On a roll

On a roll

Are government lawyers so incompetent, or is justice being undermined by mind-boggling wealth? Just within this year, the Marcoses have won three major cases, setting back efforts to recover billions of dollars in assets amassed during the 20-year regime of dictator Ferdinand Marcos.

The latest victory was handed to the Marcoses by the Sandiganbayan’s Fourth Division, with Associate Justice Alex Quiroz penning the decision and Justices Reynaldo Cruz and Maria Theresa Mendoza-Arcega concurring. The three ruled that most of the documentary evidence submitted by state lawyers were not part of public record but “mere unauthenticated photocopies.”

The ruling courtesy of the Fourth Division brings to 22 the number of civil forfeiture cases against the Marcoses and their cronies that have been dismissed. Nineteen wealth-related cases remain pending.

The wholesale dismissal can be confusing when juxtaposed with established evidence that massive wealth has been accumulated illegally during the Marcos years. The Swiss government has turned over to the Philippines $680 million in assets, after determination of their illegal nature, which were deposited in Swiss banks by Ferdinand and Imelda Marcos, signing as William Saunders and Jane Ryan for the accounts. Prime pieces of real property in the United States have been seized and forfeited in favor of the government. A law has been passed, providing reparation for human rights victims of the Marcos dictatorship, to be taken from recovered stolen assets including the Swiss accounts.

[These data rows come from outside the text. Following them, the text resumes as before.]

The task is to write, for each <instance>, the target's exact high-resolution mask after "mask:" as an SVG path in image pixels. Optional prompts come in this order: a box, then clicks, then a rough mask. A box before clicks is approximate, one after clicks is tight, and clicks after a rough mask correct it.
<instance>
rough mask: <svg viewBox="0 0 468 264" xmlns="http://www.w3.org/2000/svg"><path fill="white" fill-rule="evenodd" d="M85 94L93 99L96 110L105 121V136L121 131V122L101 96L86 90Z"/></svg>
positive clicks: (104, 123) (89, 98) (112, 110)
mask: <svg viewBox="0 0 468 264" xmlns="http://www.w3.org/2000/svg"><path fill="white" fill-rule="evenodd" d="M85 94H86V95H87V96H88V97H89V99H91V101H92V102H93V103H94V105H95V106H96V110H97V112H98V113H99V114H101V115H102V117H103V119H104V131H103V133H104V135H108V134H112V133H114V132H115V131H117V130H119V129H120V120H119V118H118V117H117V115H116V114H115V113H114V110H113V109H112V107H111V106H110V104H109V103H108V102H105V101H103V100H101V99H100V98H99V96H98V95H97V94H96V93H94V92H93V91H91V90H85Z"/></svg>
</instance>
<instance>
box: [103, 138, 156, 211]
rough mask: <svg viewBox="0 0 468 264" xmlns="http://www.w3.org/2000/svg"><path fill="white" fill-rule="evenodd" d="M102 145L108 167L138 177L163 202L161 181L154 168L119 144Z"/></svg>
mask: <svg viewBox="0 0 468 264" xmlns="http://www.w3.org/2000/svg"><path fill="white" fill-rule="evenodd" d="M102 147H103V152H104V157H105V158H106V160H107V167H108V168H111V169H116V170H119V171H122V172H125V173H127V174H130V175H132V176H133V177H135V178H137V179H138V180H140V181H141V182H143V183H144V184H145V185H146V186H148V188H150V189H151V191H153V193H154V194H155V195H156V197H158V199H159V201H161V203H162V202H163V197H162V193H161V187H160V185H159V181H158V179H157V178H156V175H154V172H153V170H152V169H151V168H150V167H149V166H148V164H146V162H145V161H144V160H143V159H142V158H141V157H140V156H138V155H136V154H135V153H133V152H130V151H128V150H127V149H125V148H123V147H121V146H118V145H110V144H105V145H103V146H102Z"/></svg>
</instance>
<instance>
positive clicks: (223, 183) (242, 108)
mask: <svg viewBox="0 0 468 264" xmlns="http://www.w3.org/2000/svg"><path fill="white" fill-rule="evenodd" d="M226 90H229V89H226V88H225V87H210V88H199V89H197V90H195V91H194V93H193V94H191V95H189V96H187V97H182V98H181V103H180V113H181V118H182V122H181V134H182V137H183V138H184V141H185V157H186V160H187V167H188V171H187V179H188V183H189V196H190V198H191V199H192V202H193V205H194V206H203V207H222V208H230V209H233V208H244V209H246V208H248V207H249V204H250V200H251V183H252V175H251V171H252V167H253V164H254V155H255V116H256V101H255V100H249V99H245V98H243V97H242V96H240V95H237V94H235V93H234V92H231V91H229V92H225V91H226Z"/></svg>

In the vaults of the central bank, Imelda Marcos’ eye-popping collection of expensive jewelry worthy of royalty is being readied for auction. The government is still trying to recover priceless paintings by the masters from the former first lady.

There’s so much corpus delicti lying around, but how come no one has been convicted and sent to prison for illegally amassing such wealth in a country where about 30 percent of the population lives in poverty?

It’s not just the judiciary that seems to have a soft spot for the Marcoses. A former official of the Presidential Commission on Good Government lamented this year that even the Anti-Money Laundering Council failed to act on a PCGG request to go after Marcos’ heirs for possible money laundering.

At the rate the wheels of justice are turning in the Marcoses’ favor, one day history may be rewritten to declare that the king’s ransom accumulated by a president of this country, classified as low-income in his time, was handed to his family as a gift by the people themselves.

And every judicial court will uphold the historical revision.